Michel Strogoff tressaillit involontairement à cette réponse, qui le visait si directement. Il essaya de reconnaître si l’homme et la femme qui venaient de parler étaient bien ceux qu’il soupçonnait, mais l’ombre était alors trop épaisse, et il n’y put réussir.
Quelques instants après, Michel Strogoff, sans avoir été aperçu, avait regagné l’arrière du steam-boat, et, la tête dans les mains, il s’asseyait à l’écart. On eût pu croire qu’il dormait.
Il ne dormait pas et ne songeait pas à dormir. Il réfléchissait à ceci, non sans une assez vive appréhension :
« Qui donc sait mon départ, et qui donc a intérêt à le savoir ? »

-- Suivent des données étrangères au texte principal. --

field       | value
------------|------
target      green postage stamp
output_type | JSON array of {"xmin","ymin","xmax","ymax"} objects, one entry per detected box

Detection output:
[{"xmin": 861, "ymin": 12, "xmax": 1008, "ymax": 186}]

VIII. En remontant la Kama
Le lendemain, 18 juillet, à six heures quarante du matin, le Caucase arrivait à l’embarcadère de Kazan, que sept verstes (7 kilomètres et demi) séparent de la ville.
Kazan est située au confluent du Volga et de la Kazanka. C’est un important chef-lieu de gouvernement et d’archevêché grec, en même temps qu’un siège d’université. La population variée de cette « goubernie » se compose de Tchérémisses, de Mordviens, de Tchouvaches, de Volsalks, de Vigoulitches, de Tartares, – cette dernière race ayant conservé plus spécialement le caractère asiatique.
Bien que la ville fût assez éloignée du débarcadère, une foule nombreuse se pressait sur le quai. On venait aux nouvelles. Le gouverneur de la province avait pris un arrêté identique à celui de son collègue de Nijni-Novgorod. On voyait là des Tartares vêtus d’un cafetan à manches courtes et coiffés de bonnets pointus dont les larges bords rappellent celui du Pierrot traditionnel. D’autres, enveloppés d’une longue houppelande, la tête couverte d’une petite calotte, ressemblaient à des Juifs polonais. Des femmes, la poitrine plastronnée de clinquant, la tête couronnée d’un diadème relevé en forme de croissant, formaient divers groupes dans lesquels on discutait.
Des officiers de police, mêlés à cette foule, quelques Cosaques, la lance au poing, maintenaient l’ordre et faisaient faire place aussi bien aux passagers qui débarquaient du Caucase qu’à ceux qui y embarquaient, mais après avoir minutieusement examiné ces deux catégories de voyageurs. C’étaient, d’une part, des Asiatiques frappés du décret d’expulsion, et, de l’autre, quelques familles de moujiks qui s’arrêtaient à Kazan.
Michel Strogoff regardait d’un air assez indifférent ce va-et-vient particulier à tout embarcadère auquel vient d’accoster un steam-boat. Le Caucase devait faire escale à Kazan pendant une heure, temps nécessaire au renouvellement de son combustible.
Quant à débarquer, Michel Strogoff n’en eut pas même l’idée. Il n’aurait pas voulu laisser seule à bord la jeune Livonienne, qui n’avait pas encore reparu sur le pont.
Les deux journalistes, eux, s’étaient levés dès l’aube, comme il convient à tout chasseur diligent. Ils descendirent sur la rive du fleuve et se mêlèrent à la foule, chacun de son côté. Michel Strogoff aperçut, d’un côté, Harry Blount, le carnet à la main, crayonnant quelques types ou notant quelque observation, de l’autre, Alcide Jolivet, se contentant de parler, sûr de sa mémoire, qui ne pouvait rien oublier.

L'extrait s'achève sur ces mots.